Aníbal Pinto 7 pm

Si usted desea adentrarse en la ciudad más hermosa de Chile, un buen lugar para iniciar su recorrido sería, sin duda, la Plaza Aníbal Pinto. De partida no imagine la típica plaza cuadrilátera concebida por los planos ortogonales españoles, ni menos árboles. Es simplemente un espacio plano, triangular y pequeño, donado por la esquiva topografía porteña. Eso si, como buena plaza, tiene su estatua que, como era de esperarse, no rinde honores a Aníbal Pinto. Pues bien: ¿por qué esta “plaza” merece nuestra especial consideración? Quizás sea por su ubicación: es flanqueada por calles fundamentales, como Condell y Esmeralda, llenas de bullante comercio, y es la desembocadura de dos verdaderos ríos, que convergen justo antes fundirse en el plan: las bohemias Cumming y Almirante Montt, rutas de acceso a dos de los cerros más cotizados de Valparaíso en la actualidad, como son el Cárcel y el Concepción, respectivamente. Pareciera entonces que es más interesante lo que rodea a nuestra plaza que ella en sí misma, pero como diría el pequeño filósofo francés, lo esencial es invisible a los ojos. ¿El cliché barato estaba de más? Quién sabe, hay quienes dicen que Valparaíso es solo un gran cliché. Lo invito entonces, estimado lector, a descubrir, paso a paso, este escueto trozo de cemento.
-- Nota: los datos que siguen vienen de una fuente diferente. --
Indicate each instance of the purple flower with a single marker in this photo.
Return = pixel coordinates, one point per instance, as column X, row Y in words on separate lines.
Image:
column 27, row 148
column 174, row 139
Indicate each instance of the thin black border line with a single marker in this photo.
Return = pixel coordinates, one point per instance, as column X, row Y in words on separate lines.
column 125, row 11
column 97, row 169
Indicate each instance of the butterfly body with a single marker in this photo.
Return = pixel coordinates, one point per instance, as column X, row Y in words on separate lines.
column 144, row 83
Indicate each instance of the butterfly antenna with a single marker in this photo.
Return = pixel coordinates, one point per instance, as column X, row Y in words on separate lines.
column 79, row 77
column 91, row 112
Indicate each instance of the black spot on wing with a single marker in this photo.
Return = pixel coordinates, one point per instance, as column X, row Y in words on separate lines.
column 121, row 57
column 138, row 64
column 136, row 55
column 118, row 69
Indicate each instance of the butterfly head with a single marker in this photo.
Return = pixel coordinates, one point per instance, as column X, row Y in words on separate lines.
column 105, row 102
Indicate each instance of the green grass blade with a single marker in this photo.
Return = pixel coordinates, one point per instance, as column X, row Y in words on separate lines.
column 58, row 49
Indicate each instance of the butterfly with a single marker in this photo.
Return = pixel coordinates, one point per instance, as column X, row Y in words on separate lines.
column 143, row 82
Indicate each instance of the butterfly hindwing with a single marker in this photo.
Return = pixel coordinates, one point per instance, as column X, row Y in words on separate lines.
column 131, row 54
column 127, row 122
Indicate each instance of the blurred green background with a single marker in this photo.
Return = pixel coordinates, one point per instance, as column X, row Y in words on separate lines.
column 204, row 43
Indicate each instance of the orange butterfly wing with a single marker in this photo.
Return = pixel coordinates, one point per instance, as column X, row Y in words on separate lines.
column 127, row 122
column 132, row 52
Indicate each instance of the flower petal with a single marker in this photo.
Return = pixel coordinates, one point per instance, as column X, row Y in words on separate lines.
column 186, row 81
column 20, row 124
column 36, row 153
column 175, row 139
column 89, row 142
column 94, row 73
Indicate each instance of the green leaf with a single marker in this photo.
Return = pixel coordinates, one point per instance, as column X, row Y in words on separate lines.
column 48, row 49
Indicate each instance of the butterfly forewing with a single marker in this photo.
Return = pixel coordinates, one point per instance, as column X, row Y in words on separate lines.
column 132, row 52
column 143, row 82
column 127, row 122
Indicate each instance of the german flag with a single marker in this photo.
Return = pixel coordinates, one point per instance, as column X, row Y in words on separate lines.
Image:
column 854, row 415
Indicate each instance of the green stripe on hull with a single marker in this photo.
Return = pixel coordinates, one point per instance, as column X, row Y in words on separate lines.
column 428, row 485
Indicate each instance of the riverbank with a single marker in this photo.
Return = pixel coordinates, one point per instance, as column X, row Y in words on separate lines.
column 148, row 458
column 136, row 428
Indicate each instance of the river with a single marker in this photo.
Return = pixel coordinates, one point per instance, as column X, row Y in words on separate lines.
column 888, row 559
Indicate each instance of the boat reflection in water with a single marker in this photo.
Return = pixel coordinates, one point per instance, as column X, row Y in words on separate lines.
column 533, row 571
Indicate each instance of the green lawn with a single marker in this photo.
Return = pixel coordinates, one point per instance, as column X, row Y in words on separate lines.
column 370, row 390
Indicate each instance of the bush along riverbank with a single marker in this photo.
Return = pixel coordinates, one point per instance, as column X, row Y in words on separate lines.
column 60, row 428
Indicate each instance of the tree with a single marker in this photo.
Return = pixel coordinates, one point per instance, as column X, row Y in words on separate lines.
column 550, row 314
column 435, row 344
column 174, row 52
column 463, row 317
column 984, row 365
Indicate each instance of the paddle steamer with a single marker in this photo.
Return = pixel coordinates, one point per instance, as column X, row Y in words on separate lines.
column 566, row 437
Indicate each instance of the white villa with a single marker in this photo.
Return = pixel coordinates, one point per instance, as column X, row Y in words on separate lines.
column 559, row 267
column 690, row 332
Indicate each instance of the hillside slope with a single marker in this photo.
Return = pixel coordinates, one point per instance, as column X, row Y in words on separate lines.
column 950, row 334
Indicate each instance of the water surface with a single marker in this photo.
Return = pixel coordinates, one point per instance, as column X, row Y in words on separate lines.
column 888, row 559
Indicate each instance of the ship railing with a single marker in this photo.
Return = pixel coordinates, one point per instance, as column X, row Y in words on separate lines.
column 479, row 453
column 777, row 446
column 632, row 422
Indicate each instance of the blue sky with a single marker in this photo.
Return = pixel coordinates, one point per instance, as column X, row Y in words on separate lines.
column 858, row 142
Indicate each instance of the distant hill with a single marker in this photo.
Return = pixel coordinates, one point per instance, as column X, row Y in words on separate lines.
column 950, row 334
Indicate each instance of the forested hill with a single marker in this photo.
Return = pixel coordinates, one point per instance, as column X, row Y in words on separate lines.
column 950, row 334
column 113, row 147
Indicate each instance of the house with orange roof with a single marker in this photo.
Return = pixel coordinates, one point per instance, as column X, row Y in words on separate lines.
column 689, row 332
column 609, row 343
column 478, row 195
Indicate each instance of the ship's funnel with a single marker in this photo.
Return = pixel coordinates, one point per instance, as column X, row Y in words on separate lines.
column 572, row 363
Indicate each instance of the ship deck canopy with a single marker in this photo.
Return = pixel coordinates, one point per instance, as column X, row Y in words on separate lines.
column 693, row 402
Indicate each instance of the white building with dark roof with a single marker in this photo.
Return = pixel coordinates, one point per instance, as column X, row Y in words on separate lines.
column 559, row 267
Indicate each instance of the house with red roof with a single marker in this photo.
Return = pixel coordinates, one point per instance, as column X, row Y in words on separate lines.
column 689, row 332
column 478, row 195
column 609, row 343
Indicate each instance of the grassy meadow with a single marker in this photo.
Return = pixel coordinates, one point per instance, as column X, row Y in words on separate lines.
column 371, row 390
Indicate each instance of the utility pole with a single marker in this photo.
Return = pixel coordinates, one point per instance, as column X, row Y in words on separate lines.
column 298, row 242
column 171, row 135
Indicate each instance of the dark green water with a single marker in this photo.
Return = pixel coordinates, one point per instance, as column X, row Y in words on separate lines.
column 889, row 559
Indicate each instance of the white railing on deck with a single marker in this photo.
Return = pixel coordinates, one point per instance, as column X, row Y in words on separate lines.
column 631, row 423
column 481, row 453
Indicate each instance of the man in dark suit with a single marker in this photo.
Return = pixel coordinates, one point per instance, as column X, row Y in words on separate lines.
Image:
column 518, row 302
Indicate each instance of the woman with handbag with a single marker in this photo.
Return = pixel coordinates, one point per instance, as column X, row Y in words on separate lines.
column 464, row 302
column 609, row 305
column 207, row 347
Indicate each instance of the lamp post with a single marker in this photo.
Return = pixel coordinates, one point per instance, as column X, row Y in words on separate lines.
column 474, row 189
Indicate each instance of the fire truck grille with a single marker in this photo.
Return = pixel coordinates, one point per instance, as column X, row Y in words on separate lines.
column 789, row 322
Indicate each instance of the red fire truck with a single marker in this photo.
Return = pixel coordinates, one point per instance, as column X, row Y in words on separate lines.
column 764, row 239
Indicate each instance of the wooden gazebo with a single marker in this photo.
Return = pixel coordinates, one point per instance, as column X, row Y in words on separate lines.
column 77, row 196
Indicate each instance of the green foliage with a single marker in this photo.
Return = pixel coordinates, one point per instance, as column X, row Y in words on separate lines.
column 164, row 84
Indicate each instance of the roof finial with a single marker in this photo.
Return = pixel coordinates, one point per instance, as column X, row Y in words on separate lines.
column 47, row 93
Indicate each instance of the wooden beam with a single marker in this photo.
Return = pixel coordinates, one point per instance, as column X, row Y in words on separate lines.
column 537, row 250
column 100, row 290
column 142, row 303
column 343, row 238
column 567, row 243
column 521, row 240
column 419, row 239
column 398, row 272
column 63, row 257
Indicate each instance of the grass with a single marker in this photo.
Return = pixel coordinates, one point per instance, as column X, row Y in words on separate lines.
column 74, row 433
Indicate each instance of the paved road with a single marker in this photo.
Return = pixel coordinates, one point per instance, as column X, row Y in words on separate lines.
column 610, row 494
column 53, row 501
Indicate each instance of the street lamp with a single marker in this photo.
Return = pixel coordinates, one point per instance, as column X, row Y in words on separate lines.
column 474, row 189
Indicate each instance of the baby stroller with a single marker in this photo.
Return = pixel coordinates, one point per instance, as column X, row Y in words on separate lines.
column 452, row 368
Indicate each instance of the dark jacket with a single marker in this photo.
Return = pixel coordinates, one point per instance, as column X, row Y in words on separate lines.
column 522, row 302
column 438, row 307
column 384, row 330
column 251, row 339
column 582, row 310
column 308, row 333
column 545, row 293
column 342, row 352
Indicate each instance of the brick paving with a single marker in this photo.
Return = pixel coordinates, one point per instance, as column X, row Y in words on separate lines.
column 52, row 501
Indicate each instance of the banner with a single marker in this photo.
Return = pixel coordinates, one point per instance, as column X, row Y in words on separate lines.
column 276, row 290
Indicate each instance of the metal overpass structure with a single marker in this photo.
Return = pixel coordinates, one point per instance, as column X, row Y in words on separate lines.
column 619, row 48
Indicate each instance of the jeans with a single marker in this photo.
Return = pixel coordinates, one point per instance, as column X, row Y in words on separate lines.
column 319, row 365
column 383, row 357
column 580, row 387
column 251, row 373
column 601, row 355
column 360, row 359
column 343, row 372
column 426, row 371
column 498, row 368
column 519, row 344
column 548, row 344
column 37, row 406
Si llega usted desde la costanera por calle Melgarejo, la aparición de la plaza ante sus ojos será paulatina y sobrecogedora: el edificio Diego Portales se erige imponente, protegiendo con su robustez y sobriedad a los demás feligreses. A diferencia de sus irrespetuosos colegas actuales, es una mole que ha sabido afiatarse a sus pequeños vecinos de lata y adobillo. Si sigue en Melgarejo, a su diestra, tendrá lo que fue uno de los más tradicionales y afamados cafés de todo el país: el Café Riquet, que cerró sus puertas como tantas otras instituciones porteñas, no pudiendo resistir los embates de las crisis económicas y las administraciones deficientes. Ahora bien: prosiga su andar, y llegará a la Librería Ivens: periódicos en alemán, guías turísticas en los más variados idiomas, postales y posters que repletan las atiborradas murallas, coronado todo por avioncitos que penden de finos hilos desde los cielos: debiese ser visita obligada de todo viajante europeo que se proponga descifrar las laberínticas callejuelas de los cerros. Frente a ella, la hermosa Fuente de Neptuno da la espalda a la mayoría de los transeúntes, escoltada por dos enormes palmeras (es una de las postales más famosas de la ciudad). Cruce la calle Condell y llegará a la plaza propiamente tal. Buena idea sería detenerse a tomar un cortado en el Café Subterráneo, (buen exponente de los nuevos cafés que han copado las avenidas céntricas) o una cerveza acompañada de maní con merquén en La vida en verde (verde en Valparaíso significa una sola cosa: Wanderers). Espectáculo aparte es el paradero: oficinistas y colegiales se esmeran por subir a los troles, reliquias andantes que con lentitud y elegancia recorren el centro de la ciudad. Cruce la calle hacia Esmeralda y llegará al Cinzano, clásico bar porteño, uno de los pocos que conserva rasgos de la famosa “bohemia porteña” de los años 60. Toda una experiencia puede ser ver los grupos de tango y boleros que se adueñan del local en las noches, aunque no se entusiasme en pedir muchas cosas, que la cuenta lo curará de espanto. Finalmente, si tuviéramos que escoger un imperdible de nuestra plaza, serían sus escaños: siéntese en uno de ellos, y vea, a eso de las siete de la tarde, cómo se desvanece la luz del sol entre los ajetreados parroquianos, dando paso a los tenues faroles que comienzan con su brillo a congregar, al igual que mosquitos, a los universitarios que repletarán, en unas horas más, los pubs y bares de los alrededores.